The ethnosurveys are applied in three phases. In the first phase, basic social and demographic data are collected from all members of the household. The interview begins by identifying the household head and systematically enumerating the spouse and children, beginning with the oldest. All children of the head and the spouse of the head are listed on the questionnaire whether or not they live at home, but if a son or daughter is a member of another household, this fact is recorded. A child is considered to be living in a separate household if he or she is married, maintains a separate house or kitchen, and organizes expenses separately. After listing the head, spouse, and children, other household members are identified and their relationship to the head clarified. Starting in 2022, the same data is collected for the household head and the spouse of the head. In the case of households headed by a male and female couple in a formal or consensual union, the male identified as the household head in the ethnosurvey and the female as the spouse. This designation simplifies the recording of data in the ethnosurvey and has no impact on what data is collected.

Phase 1

A particularly important task in the first phase of the questionnaire is the identification of people with prior migrant experience in the United States, other counties, or internally. For those individuals with U.S. migrant experience the interviewer records the total number of U.S. trips, as well as information about the first and most recent U.S. trips, including the year, duration, destination, U.S. occupation, legal status, and hourly wage. This exercise is then repeated for first and most recent migrations to any other countries, and internal migration.

Phase 2

The second phase of the ethnosurvey questionnaire compiles a year-by-year life history for all household heads, and staring in 1991 spouses as well, including a childbearing history, a property history, a housing history, a business history, and a labor history.

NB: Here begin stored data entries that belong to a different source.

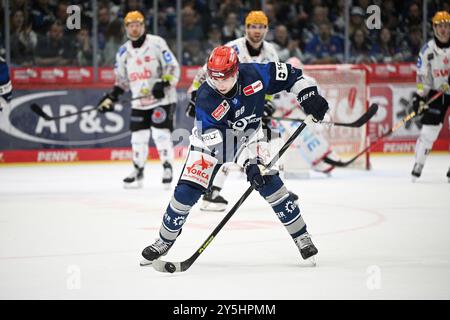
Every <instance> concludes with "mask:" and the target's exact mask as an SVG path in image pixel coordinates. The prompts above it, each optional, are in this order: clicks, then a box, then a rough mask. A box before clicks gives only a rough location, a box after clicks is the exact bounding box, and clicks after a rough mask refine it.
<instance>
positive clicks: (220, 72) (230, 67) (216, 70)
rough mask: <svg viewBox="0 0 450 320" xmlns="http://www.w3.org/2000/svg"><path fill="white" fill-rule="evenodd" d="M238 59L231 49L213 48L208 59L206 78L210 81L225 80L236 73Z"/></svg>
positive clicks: (238, 60)
mask: <svg viewBox="0 0 450 320" xmlns="http://www.w3.org/2000/svg"><path fill="white" fill-rule="evenodd" d="M238 64H239V58H238V56H237V53H236V51H234V49H233V48H231V47H227V46H220V47H217V48H214V50H213V51H212V52H211V55H210V56H209V58H208V64H207V69H208V76H209V77H210V78H212V79H227V78H229V77H232V76H234V75H235V74H236V72H237V71H238Z"/></svg>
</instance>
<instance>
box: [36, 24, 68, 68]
mask: <svg viewBox="0 0 450 320" xmlns="http://www.w3.org/2000/svg"><path fill="white" fill-rule="evenodd" d="M75 55H76V51H75V49H74V48H73V46H72V45H71V43H70V41H64V39H63V26H62V25H61V24H60V23H59V22H55V23H53V24H52V26H51V27H50V30H49V31H48V32H47V36H46V37H42V38H40V39H38V43H37V46H36V64H37V65H38V66H44V67H45V66H67V65H73V63H74V61H75Z"/></svg>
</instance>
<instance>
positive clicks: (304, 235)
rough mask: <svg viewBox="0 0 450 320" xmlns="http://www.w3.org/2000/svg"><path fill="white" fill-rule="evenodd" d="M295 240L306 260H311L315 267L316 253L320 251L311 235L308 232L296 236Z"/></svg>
mask: <svg viewBox="0 0 450 320" xmlns="http://www.w3.org/2000/svg"><path fill="white" fill-rule="evenodd" d="M294 242H295V244H296V245H297V247H298V249H299V250H300V254H301V255H302V258H303V259H304V260H307V261H309V262H310V263H311V264H312V265H313V266H314V267H315V266H316V260H315V257H314V256H315V255H316V254H317V253H318V252H319V251H318V250H317V248H316V246H315V245H314V243H312V240H311V236H310V235H309V233H308V232H305V233H303V234H302V235H300V236H298V237H297V238H294Z"/></svg>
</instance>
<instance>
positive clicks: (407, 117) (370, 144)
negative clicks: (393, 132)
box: [324, 91, 445, 167]
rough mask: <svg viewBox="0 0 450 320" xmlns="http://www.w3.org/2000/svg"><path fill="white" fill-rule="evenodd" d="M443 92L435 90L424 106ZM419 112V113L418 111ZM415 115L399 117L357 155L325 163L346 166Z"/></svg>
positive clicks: (410, 114) (390, 134) (328, 158)
mask: <svg viewBox="0 0 450 320" xmlns="http://www.w3.org/2000/svg"><path fill="white" fill-rule="evenodd" d="M444 93H445V91H439V92H436V93H435V94H434V95H433V96H432V97H431V98H430V99H429V100H428V101H427V102H425V106H428V105H429V104H430V103H432V102H433V101H434V100H436V99H437V98H439V97H440V96H442V95H443V94H444ZM419 114H420V113H419ZM416 115H418V114H416V112H415V111H413V112H411V113H410V114H408V115H406V116H405V117H404V118H403V119H401V120H400V121H399V122H397V123H396V124H395V125H394V126H393V127H392V128H391V129H389V130H388V131H387V132H385V133H384V134H382V135H381V136H380V137H378V138H377V139H376V140H375V141H374V142H372V143H370V144H369V145H368V146H367V147H365V148H364V149H363V150H361V151H360V152H359V153H358V154H357V155H355V156H354V157H353V158H351V159H350V160H347V161H335V160H333V159H330V158H326V159H324V162H325V163H328V164H330V165H333V166H336V167H346V166H348V165H350V164H352V163H353V162H355V161H356V159H358V158H359V157H360V156H362V155H363V154H364V153H366V152H367V151H369V150H370V149H371V148H372V147H373V146H374V145H376V144H377V143H378V142H380V141H381V140H383V139H384V138H386V137H387V136H390V135H391V134H392V133H393V132H395V131H397V130H398V129H399V128H401V127H402V126H403V125H404V124H405V123H406V122H408V121H409V120H411V119H412V118H414V117H415V116H416Z"/></svg>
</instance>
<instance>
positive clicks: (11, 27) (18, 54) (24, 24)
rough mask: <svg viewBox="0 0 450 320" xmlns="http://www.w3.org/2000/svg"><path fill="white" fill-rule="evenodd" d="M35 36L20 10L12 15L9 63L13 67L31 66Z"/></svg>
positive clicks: (36, 38)
mask: <svg viewBox="0 0 450 320" xmlns="http://www.w3.org/2000/svg"><path fill="white" fill-rule="evenodd" d="M36 44H37V35H36V33H35V32H34V31H33V30H32V29H31V22H30V21H27V19H26V16H25V13H24V12H23V11H22V10H20V9H19V10H16V11H15V12H13V13H12V20H11V61H12V63H13V64H15V65H20V66H32V65H33V64H34V49H35V48H36Z"/></svg>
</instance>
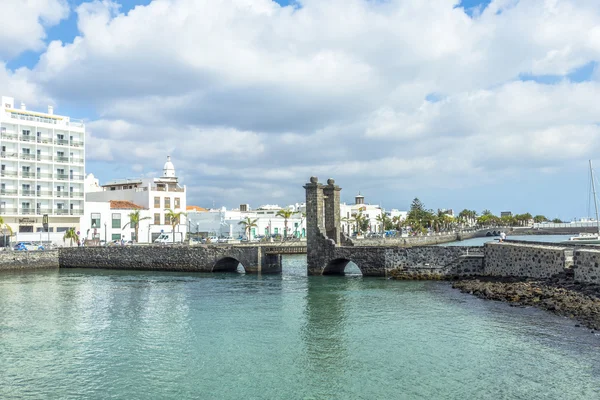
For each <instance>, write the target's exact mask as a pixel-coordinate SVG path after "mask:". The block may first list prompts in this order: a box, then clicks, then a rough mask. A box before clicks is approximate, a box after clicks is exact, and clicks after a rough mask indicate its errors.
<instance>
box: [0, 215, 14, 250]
mask: <svg viewBox="0 0 600 400" xmlns="http://www.w3.org/2000/svg"><path fill="white" fill-rule="evenodd" d="M0 229H2V231H3V232H4V243H3V245H4V246H5V247H6V231H8V233H9V235H8V236H12V229H11V228H10V225H8V224H5V223H4V218H2V216H0Z"/></svg>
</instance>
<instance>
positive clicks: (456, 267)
mask: <svg viewBox="0 0 600 400" xmlns="http://www.w3.org/2000/svg"><path fill="white" fill-rule="evenodd" d="M304 189H305V190H306V230H307V262H308V274H309V275H329V274H343V273H344V269H345V268H346V266H347V265H348V264H349V263H350V262H353V263H354V264H356V265H357V267H358V268H359V269H360V271H361V272H362V274H363V275H364V276H388V275H389V273H390V272H391V271H392V270H395V271H405V272H406V274H407V275H416V274H420V273H422V272H423V273H424V274H425V275H429V274H436V275H449V274H452V273H454V272H460V273H461V274H462V275H468V274H471V273H472V274H476V273H478V272H480V271H479V269H480V268H479V266H480V265H481V264H482V259H483V256H482V254H481V248H480V247H458V246H448V247H437V246H420V247H411V248H404V247H399V246H356V245H354V246H352V244H351V242H350V241H348V239H346V238H345V237H344V235H343V233H342V230H341V224H340V191H341V188H340V187H339V186H337V185H335V181H334V180H333V179H329V180H328V181H327V185H323V184H320V183H319V180H318V179H317V178H316V177H311V178H310V182H309V183H307V184H305V185H304ZM465 265H468V266H474V267H473V268H472V269H471V267H469V268H465Z"/></svg>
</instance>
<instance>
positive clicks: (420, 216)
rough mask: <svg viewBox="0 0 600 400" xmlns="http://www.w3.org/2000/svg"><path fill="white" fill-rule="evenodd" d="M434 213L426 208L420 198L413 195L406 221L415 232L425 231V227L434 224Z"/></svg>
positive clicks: (434, 216) (434, 217)
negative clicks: (413, 195)
mask: <svg viewBox="0 0 600 400" xmlns="http://www.w3.org/2000/svg"><path fill="white" fill-rule="evenodd" d="M434 221H435V215H434V213H433V211H432V210H426V209H425V207H424V205H423V203H422V202H421V200H419V199H418V198H416V197H415V199H414V200H413V201H412V203H411V205H410V211H409V212H408V216H407V217H406V223H407V225H409V226H410V227H411V229H412V231H413V232H415V233H425V231H426V228H427V227H430V228H431V227H432V226H433V225H434V224H435V222H434Z"/></svg>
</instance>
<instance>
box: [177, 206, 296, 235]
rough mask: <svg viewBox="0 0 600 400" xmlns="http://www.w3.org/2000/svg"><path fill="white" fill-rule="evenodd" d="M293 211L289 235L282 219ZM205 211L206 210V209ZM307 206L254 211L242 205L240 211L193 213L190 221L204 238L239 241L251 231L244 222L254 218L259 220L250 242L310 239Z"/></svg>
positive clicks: (261, 208) (247, 206)
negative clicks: (308, 236) (249, 229)
mask: <svg viewBox="0 0 600 400" xmlns="http://www.w3.org/2000/svg"><path fill="white" fill-rule="evenodd" d="M283 209H286V210H291V211H293V214H292V215H291V217H290V218H289V219H288V221H287V233H285V232H284V231H285V220H284V218H283V217H281V216H278V215H277V213H278V212H279V211H280V210H283ZM202 210H204V209H202ZM305 210H306V207H305V205H304V204H293V205H290V206H288V207H285V208H284V207H280V206H278V205H271V204H267V205H263V206H260V207H259V208H258V209H256V210H252V209H251V208H250V206H249V205H248V204H241V205H240V207H239V208H237V209H233V210H228V209H227V208H225V207H222V208H220V209H210V210H207V211H200V210H190V211H188V219H189V224H190V227H189V229H190V233H191V234H192V236H193V235H195V234H197V235H198V236H200V237H206V236H217V237H230V238H233V239H237V238H240V237H245V236H246V234H247V232H246V231H245V226H244V225H243V224H241V223H240V222H241V221H244V220H246V219H247V218H250V219H251V220H256V226H255V227H252V228H251V230H250V239H254V238H257V237H259V238H262V237H269V236H277V235H280V236H286V237H297V238H304V237H306V218H305V217H304V214H303V213H304V212H305Z"/></svg>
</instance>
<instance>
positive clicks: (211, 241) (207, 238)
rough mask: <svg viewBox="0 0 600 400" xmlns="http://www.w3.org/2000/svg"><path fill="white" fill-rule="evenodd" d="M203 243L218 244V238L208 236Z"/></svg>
mask: <svg viewBox="0 0 600 400" xmlns="http://www.w3.org/2000/svg"><path fill="white" fill-rule="evenodd" d="M204 243H219V238H218V237H216V236H209V237H207V238H206V240H205V241H204Z"/></svg>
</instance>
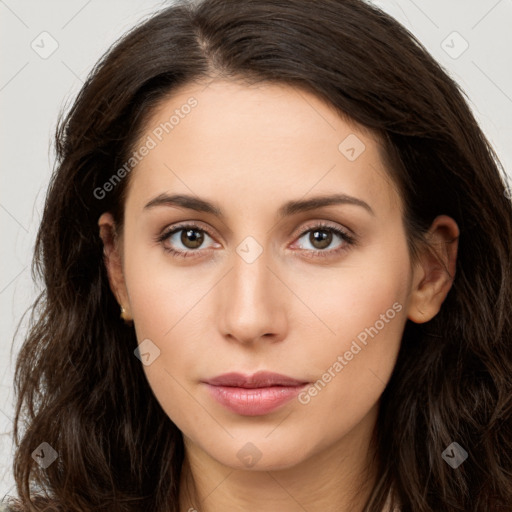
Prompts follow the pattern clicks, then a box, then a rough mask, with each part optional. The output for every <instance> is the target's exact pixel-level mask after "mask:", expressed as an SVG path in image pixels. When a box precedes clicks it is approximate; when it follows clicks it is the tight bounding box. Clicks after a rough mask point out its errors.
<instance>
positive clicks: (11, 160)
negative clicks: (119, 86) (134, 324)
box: [0, 0, 512, 500]
mask: <svg viewBox="0 0 512 512" xmlns="http://www.w3.org/2000/svg"><path fill="white" fill-rule="evenodd" d="M374 3H375V4H377V5H378V6H379V7H382V8H383V9H384V10H386V11H387V12H389V13H390V14H391V15H393V16H394V17H395V18H397V19H398V20H399V21H400V22H402V23H403V24H404V25H405V26H406V27H407V28H409V29H410V30H411V31H412V32H413V33H414V34H415V35H416V36H417V37H418V39H419V40H420V41H421V42H422V43H423V44H424V45H425V46H426V47H427V48H428V49H429V51H430V52H431V53H432V54H433V56H434V57H435V58H436V59H437V60H438V61H439V62H440V63H441V64H442V65H443V66H444V67H445V69H447V70H448V72H449V73H450V74H451V75H452V77H454V78H455V79H456V80H457V81H458V82H459V83H460V84H461V86H462V87H463V89H464V90H465V92H466V94H467V96H468V98H469V100H470V103H471V106H472V108H473V111H474V113H475V115H476V117H477V119H478V121H479V122H480V124H481V126H482V127H483V129H484V131H485V133H486V134H487V136H488V137H489V139H490V140H491V142H492V143H493V145H494V147H495V149H496V151H497V153H498V155H499V156H500V158H501V161H502V163H503V165H504V166H505V168H506V169H507V171H508V173H509V175H512V144H511V143H512V31H511V30H510V27H511V26H512V0H427V1H421V0H414V1H413V0H379V1H377V0H376V1H375V2H374ZM166 4H167V5H168V4H169V2H157V1H154V0H146V1H141V0H109V1H105V0H104V1H100V0H67V1H65V0H60V1H59V0H44V1H42V0H0V49H1V50H0V51H1V53H0V58H1V67H0V115H1V123H0V143H1V148H0V155H1V156H0V162H1V164H0V165H1V167H0V169H1V173H0V234H1V242H0V262H1V264H0V311H1V313H0V500H1V497H2V496H4V495H5V494H6V493H12V492H13V478H12V476H11V463H12V437H11V433H12V412H13V403H12V401H13V397H14V393H13V371H14V365H15V359H16V354H17V351H18V350H19V346H20V341H21V339H22V335H23V334H24V332H25V331H24V328H23V326H24V325H25V323H26V322H24V323H23V324H22V327H21V331H20V333H19V334H18V336H17V338H16V340H15V344H14V346H13V348H12V350H11V347H12V340H13V336H14V331H15V328H16V325H17V323H18V322H19V321H20V319H21V317H22V315H23V313H24V311H25V310H26V309H27V307H28V306H29V305H30V303H31V302H32V301H33V300H34V299H35V296H36V293H37V288H36V286H35V285H33V283H32V281H31V275H30V263H31V257H32V249H33V244H34V240H35V235H36V231H37V226H38V224H39V221H40V218H41V211H42V205H43V199H44V195H45V193H46V187H47V184H48V180H49V177H50V173H51V169H52V165H53V150H52V148H51V138H52V137H53V132H54V130H55V126H56V120H57V115H58V113H59V111H60V110H61V109H62V108H63V107H65V105H67V104H69V101H70V100H71V99H72V98H73V97H74V96H75V95H76V93H77V92H78V90H79V88H80V86H81V85H82V83H83V80H84V78H85V77H86V74H87V72H88V71H89V70H90V69H91V67H92V66H93V64H94V63H95V62H96V61H97V60H98V59H99V57H100V56H101V55H102V54H103V52H104V51H105V50H106V49H107V48H108V47H109V45H110V44H111V43H113V42H114V41H115V40H116V39H117V38H118V37H119V36H120V35H121V34H122V33H124V32H125V31H126V30H127V29H129V28H131V27H132V26H133V25H134V24H135V23H137V22H139V21H141V20H142V19H144V18H145V17H146V16H148V15H150V14H151V13H152V12H154V11H155V9H158V8H161V7H163V6H165V5H166ZM362 65H364V63H362ZM34 448H35V447H34Z"/></svg>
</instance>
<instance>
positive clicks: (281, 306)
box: [219, 237, 284, 343]
mask: <svg viewBox="0 0 512 512" xmlns="http://www.w3.org/2000/svg"><path fill="white" fill-rule="evenodd" d="M270 260H271V258H270V253H269V252H268V250H265V249H264V248H263V246H262V245H261V244H259V243H258V242H257V241H256V240H255V239H254V238H253V237H247V238H246V239H244V240H243V241H242V242H241V243H240V244H239V245H238V246H237V247H236V250H235V251H234V253H233V255H232V269H231V272H229V274H228V275H227V276H226V280H225V282H224V285H223V293H222V299H221V303H220V305H219V307H220V309H221V310H220V312H219V313H220V315H221V318H222V325H221V326H220V327H221V329H222V331H223V332H222V333H223V334H224V336H229V337H231V338H234V339H236V340H238V341H240V342H245V343H248V342H251V341H256V340H257V339H258V338H260V337H262V336H263V335H272V336H273V338H280V337H282V336H283V328H284V323H283V322H284V316H283V315H284V311H283V309H282V307H283V304H282V303H281V300H280V297H279V290H278V286H279V283H278V280H277V278H276V277H275V276H274V275H273V273H272V271H271V270H270V268H269V266H271V265H272V264H271V261H270Z"/></svg>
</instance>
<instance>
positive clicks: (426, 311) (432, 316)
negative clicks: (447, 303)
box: [408, 215, 459, 323]
mask: <svg viewBox="0 0 512 512" xmlns="http://www.w3.org/2000/svg"><path fill="white" fill-rule="evenodd" d="M458 237H459V228H458V226H457V223H456V222H455V221H454V220H453V219H452V218H451V217H448V216H447V215H440V216H438V217H436V218H435V219H434V222H433V223H432V226H431V227H430V229H429V232H428V234H427V242H428V244H427V246H425V248H424V249H423V250H422V252H421V254H420V256H419V260H418V262H417V264H416V266H415V268H414V271H413V279H412V290H411V297H410V302H409V310H408V318H409V319H410V320H411V321H413V322H415V323H424V322H428V321H429V320H431V319H432V318H433V317H434V316H435V315H437V313H438V312H439V310H440V309H441V305H442V303H443V302H444V300H445V298H446V296H447V295H448V292H449V291H450V288H451V286H452V284H453V279H454V277H455V268H456V261H457V248H458Z"/></svg>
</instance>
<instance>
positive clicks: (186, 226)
mask: <svg viewBox="0 0 512 512" xmlns="http://www.w3.org/2000/svg"><path fill="white" fill-rule="evenodd" d="M180 233H181V235H180V236H178V237H177V238H178V239H177V240H176V235H178V234H180ZM205 236H206V237H208V238H211V237H210V236H209V235H208V234H207V233H206V231H204V230H203V229H199V228H198V227H197V226H182V227H179V228H175V229H173V230H172V231H169V232H167V233H164V234H163V235H162V236H161V237H160V239H159V240H160V241H161V242H164V241H165V240H170V242H171V243H170V245H171V246H174V247H175V246H176V244H177V242H178V241H179V243H181V244H182V246H183V249H182V248H180V247H178V249H174V248H173V247H171V248H167V247H166V250H168V251H170V252H174V253H178V254H180V253H186V252H187V251H188V250H192V251H193V250H195V249H198V248H200V247H201V245H202V244H203V242H204V240H205ZM173 239H174V240H173Z"/></svg>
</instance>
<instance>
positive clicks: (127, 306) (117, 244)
mask: <svg viewBox="0 0 512 512" xmlns="http://www.w3.org/2000/svg"><path fill="white" fill-rule="evenodd" d="M98 226H99V228H100V238H101V240H102V241H103V255H104V257H103V261H104V263H105V267H106V269H107V274H108V280H109V283H110V289H111V290H112V293H113V294H114V296H115V297H116V299H117V302H118V303H119V305H120V306H121V307H122V308H124V310H125V311H124V313H123V319H124V320H131V319H132V315H131V306H130V300H129V296H128V290H127V288H126V283H125V279H124V273H123V253H122V243H121V240H120V238H119V236H118V233H117V231H116V223H115V221H114V218H113V217H112V214H110V213H109V212H106V213H103V214H102V215H101V217H100V218H99V220H98Z"/></svg>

The goal of this phase is to capture occupational mobility, health status, migration history, and family formation.

Phase 3

The third and final phase of the questionnaire gathers information about the household head's experiences on his or her most recent trip to the United States, including the mode of border-crossing, the kind and number of accompanying relatives, the kind and number of relatives already present in the United States, the number of social ties that had been formed with U.S. citizens, English language ability, job characteristics, and use of U.S. social services. Starting 2017 information was also gathered on crime and violence, and in 2022 on food insecurity.

Data Coding/Weights

Data Coding and File Construction

After the ethnosurvey questionnaires are completed and revised, data are entered in Mexico. The entry programs perform initial screening, range checks, and simple tests for logical consistency. The preliminary files are then transferred to Brown University, where additional data cleaning is performed, numeric codes are assigned to occupations and places, and the final data sets are assembled into six primary data files, each providing a unique perspective of Mexican and Central American migrants and non-migrants, their families, and their experiences. SIX primary files have been created, each corresponding to a different unit of analysis: PERS, MIG, MIGOTHER, HOUSE, LIFE and SPOUSE. Data at the community level have been compiled in the file: COMMUN.

Weights

The MMP database provides community- and sample-specific weights. For each community, there is a single weight for all households in the home country sample and another weight for all households in the US sample.

When working with pooled data from multiple communities, these weights provide the option to adjust estimates to account for the relative sizes of the sampling frames. The decision to use the weights should be based on the goal of the analysis.